A Menina dos Olhos Tristes

Caminhava,

Naquela estrada,

Chão de terra,

Poeira nos olhos,

Quando me deparei,

Com a presença da meninada.

No meio dos guris rotos,

Com pé descalços,

Via-se uma menina separada,

Clima sombrio,

Relevo amargo,

O ar alegre dos outros se fez falso.

Desvia rapidamente o olhar,

Ela me encarava com firmeza,

Fui aos poucos me afastando,

Mas marcado pela impressão,

Muito próximo estava a sua imagem,

Por aquele olhar que esvaziou minhas certezas.

Durante o dia,

Só vinha à mente,

Aquela presença passada,

A memória insistia,

Por mais que o pensamento negasse,

Assumi o mesmo aspecto deprimente.

Na cama,

Tentando adormecer,

Uma sombra maior pairava,

Fitando-me, malígina,

Insone, segui pela longa madrugada,

Ansioso esperei o novo dia nascer.

Voltei ao mesmo local,

Caminhante de horário repetido,

Buscando o olhar de outrora,

Passos firmes,

Os garotos haviam sumido,

Ela estava no mesmo ponto do caminho.

Olhos brilhantes,

Brilho de um negrume brumoso,

Fez-me gelar por dentro,

Revirou-me as vísceras,

Emitia forte poder, era comovente,

Eu que estava radioso, me vi chuvoso.

Em breves segundos,

Pensei em interpelar a criatura,

Mas me contive,

Um receio impediu o gesto,

Seguindo adiante,

Mantive no peito a aflitiva dúvida.

Qual seria o motivo da tristeza?

Aqueles olhos são tristes,

Chegavam a entristecer o que tocavam,

Passei de um momento primaveril,

A frio inverno sentimental,

Influência assim, duvidava que existisse.

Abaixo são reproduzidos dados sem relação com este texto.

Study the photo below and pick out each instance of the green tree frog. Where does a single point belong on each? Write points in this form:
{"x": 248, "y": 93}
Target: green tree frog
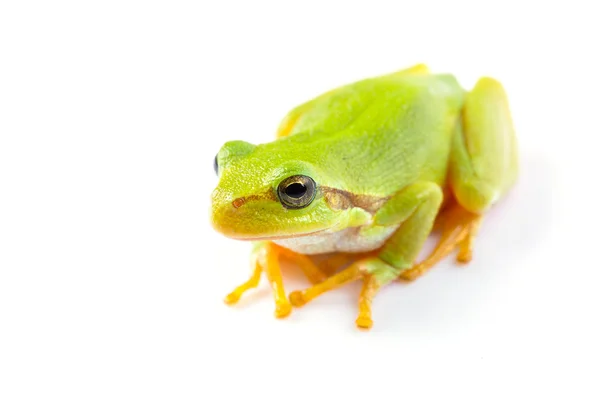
{"x": 369, "y": 170}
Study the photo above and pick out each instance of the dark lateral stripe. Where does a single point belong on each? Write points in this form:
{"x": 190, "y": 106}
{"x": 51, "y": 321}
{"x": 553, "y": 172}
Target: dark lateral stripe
{"x": 342, "y": 200}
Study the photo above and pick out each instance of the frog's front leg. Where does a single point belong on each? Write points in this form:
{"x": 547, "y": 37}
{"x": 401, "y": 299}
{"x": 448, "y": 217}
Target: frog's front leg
{"x": 483, "y": 167}
{"x": 265, "y": 258}
{"x": 413, "y": 211}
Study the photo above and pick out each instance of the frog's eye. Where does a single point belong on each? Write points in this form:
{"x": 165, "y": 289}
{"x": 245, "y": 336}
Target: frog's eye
{"x": 297, "y": 191}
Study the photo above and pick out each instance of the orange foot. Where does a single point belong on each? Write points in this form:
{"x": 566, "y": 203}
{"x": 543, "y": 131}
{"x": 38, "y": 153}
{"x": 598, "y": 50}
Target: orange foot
{"x": 265, "y": 258}
{"x": 459, "y": 228}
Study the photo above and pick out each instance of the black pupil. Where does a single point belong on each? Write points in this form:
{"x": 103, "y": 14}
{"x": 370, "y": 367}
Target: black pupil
{"x": 295, "y": 190}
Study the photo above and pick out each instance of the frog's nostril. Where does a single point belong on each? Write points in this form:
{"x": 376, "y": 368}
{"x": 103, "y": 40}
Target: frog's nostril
{"x": 237, "y": 203}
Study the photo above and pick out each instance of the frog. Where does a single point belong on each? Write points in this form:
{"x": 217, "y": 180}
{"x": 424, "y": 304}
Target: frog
{"x": 370, "y": 170}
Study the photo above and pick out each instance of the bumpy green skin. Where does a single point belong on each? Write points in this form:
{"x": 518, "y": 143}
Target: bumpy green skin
{"x": 404, "y": 137}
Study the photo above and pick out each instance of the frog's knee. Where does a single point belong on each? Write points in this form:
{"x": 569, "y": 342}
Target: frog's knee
{"x": 476, "y": 196}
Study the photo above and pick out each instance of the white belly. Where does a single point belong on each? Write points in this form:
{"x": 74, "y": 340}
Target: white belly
{"x": 349, "y": 240}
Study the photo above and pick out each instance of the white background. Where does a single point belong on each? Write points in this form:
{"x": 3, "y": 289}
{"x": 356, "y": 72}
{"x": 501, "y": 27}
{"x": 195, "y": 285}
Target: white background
{"x": 112, "y": 280}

Deveria morar naquele lugarejo,

Pobreza vista com fartura,

A expressão naquela face dura,

Pode ser a hermenêutica da miséria,

Onde se amadurece cedo,

Ingenuidade infantil vira amargura.

Não sei características físicas,

Cor dos cabelos, comprimento,

Vi que estava vestida,

Não sei com o que,

Só o olhar me dominava,

Me desnudava em atroz sofrimento.

Certa vez pensei em compartilhar,

Relatar o fato assombroso,

Mas era algo particular,

Imaginei que tinha um propósito,

Guardei comigo,

Tornou-se meu motivo mais misterioso.

Num dia qualquer,

Resolvi contemplar uma terceira aparição,

Dessa vez existiam mais pedestres,

Ninguém se dava conta,

Naquele matagal,

Ela me fitava com macabra devoção.

Num surto,

Imaginei-me esquizofrênico,

Talvez outra patologia da mente,

Um doente [de]mente,

Criando um mundo à parte,

Tendo a isca de uma jovem num ardiloso engenho.

Passei meses,

Naquela mesma trajetória,

Aqueles olhinhos melancólicos,

Engolindo cada parte de mim,

Pensei em assassinar a infantil figura,

Mas fui seduzido por essa vil misantropa.

Em um final de tarde qualquer,

Ela não estava mais lá,

Procurei mato adentro,

Nada consegui encontrar,

Ninguém soube me informar,

Como se jamais tivesse existido naquele lugar.

A forma mal definida,

Esquecida em breve fechar de pálpebras singelas,

Mas aqueles olhos abertos,

Não interessa o resto do corpo,

A menina dos olhos tristes,

Continua e continuará a me sondar pelo tempo que ainda me resta.